Wissenschaftler am IT-Forschungszentrum PARC arbeiten an einer verbesserten Internet-Infrastruktur, die stärker auf Multimedia ausgerichtet ist.

Eine zunehmende Anzahl an Computerwissenschaftlern glaubt, dass es an der Zeit ist, grundlegende Elemente des Netzes, mit dem wir täglich arbeiten, zu überdenken. Die Hoffnung: Ein fundamental neuer Ansatz soll sich besser dazu eigenen, mit den heute vorherrschenden Internet-Inhalten, die vor allem aus dem Bereich Multimedia kommen, umzugehen. Bandbreitenprobleme sollen so behoben werden.

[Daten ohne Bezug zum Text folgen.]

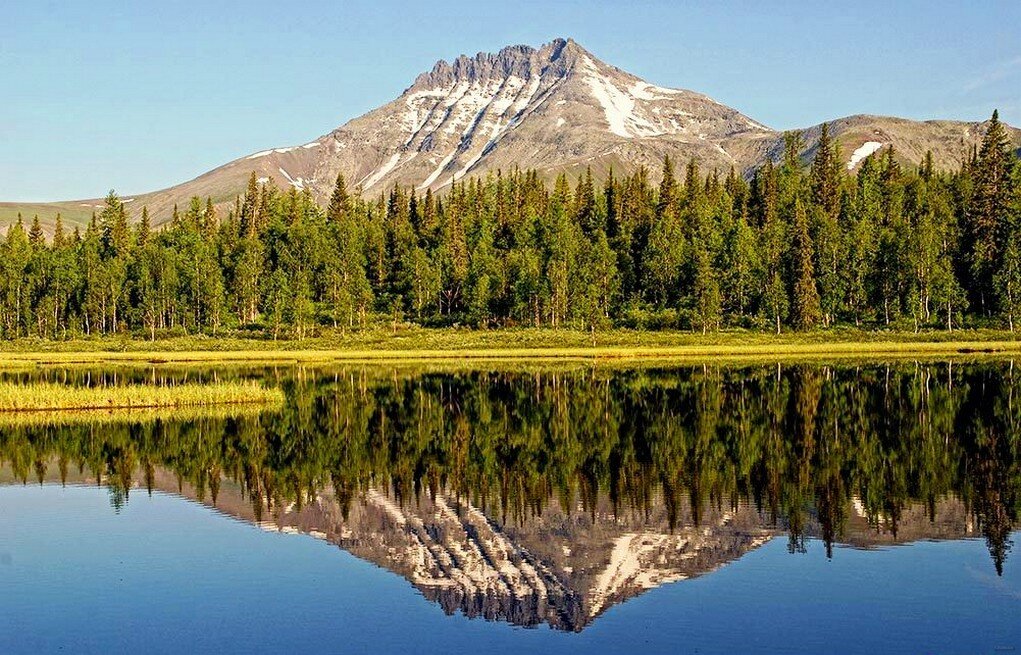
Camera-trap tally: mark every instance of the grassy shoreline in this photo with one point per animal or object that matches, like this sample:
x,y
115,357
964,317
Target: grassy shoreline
x,y
47,397
542,345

Glenn Edens, Leiter der Netzwerkforschung am IT-Forschungszentrum Palo Alto Research Center (PARC), stört vor allem, dass das Internet eigentlich darauf ausgerichtet war, kleinere Datenpakete in Form eines Dialogs zwischen den teilnehmenden Rechnern hin und her zu schicken. "Heutzutage wird das Netz allerdings zumeist verwendet, um größere Inhalte wie Videos, Bilder oder E-Mails zu verteilen." Am PARC forscht Edens deshalb an alternativen Lösungen. Die Wichtigste davon nennt sich "Content-Centric Networking" (CCN) – ein Netzwerk, das sich an den Inhalten ausrichtet.

Das Internet basiert auf der Weiterleitung von Datenpaketen zwischen Internet-Protokoll-Aressen (beispielsweise "193.99.144.80" für "heise.de"), die zu bestimmten Computer gehören. Lädt ein Nutzer ein Video von YouTube, schickt der Rechner eine Nachricht an die IP-Adresse des Google-Servers und bittet darum, die Daten an die eigene Adresse zurückzuschicken. Der Google-Server reagiert – und die Router-Hardware im Internet, die zwischen beiden Maschinen vermittelt, tun nicht mehr und nicht weniger, als diesen Datenverkehr "dumm" weiterzuleiten. Eden hält das für Zeitverschwendung. "Diese ganze Infrastruktur, die auf Maschinenadressen basiert, erfüllt nicht mehr den Grundbedarf des Netzes, nämlich den Leuten die gewünschten Inhalte möglichst zu liefern."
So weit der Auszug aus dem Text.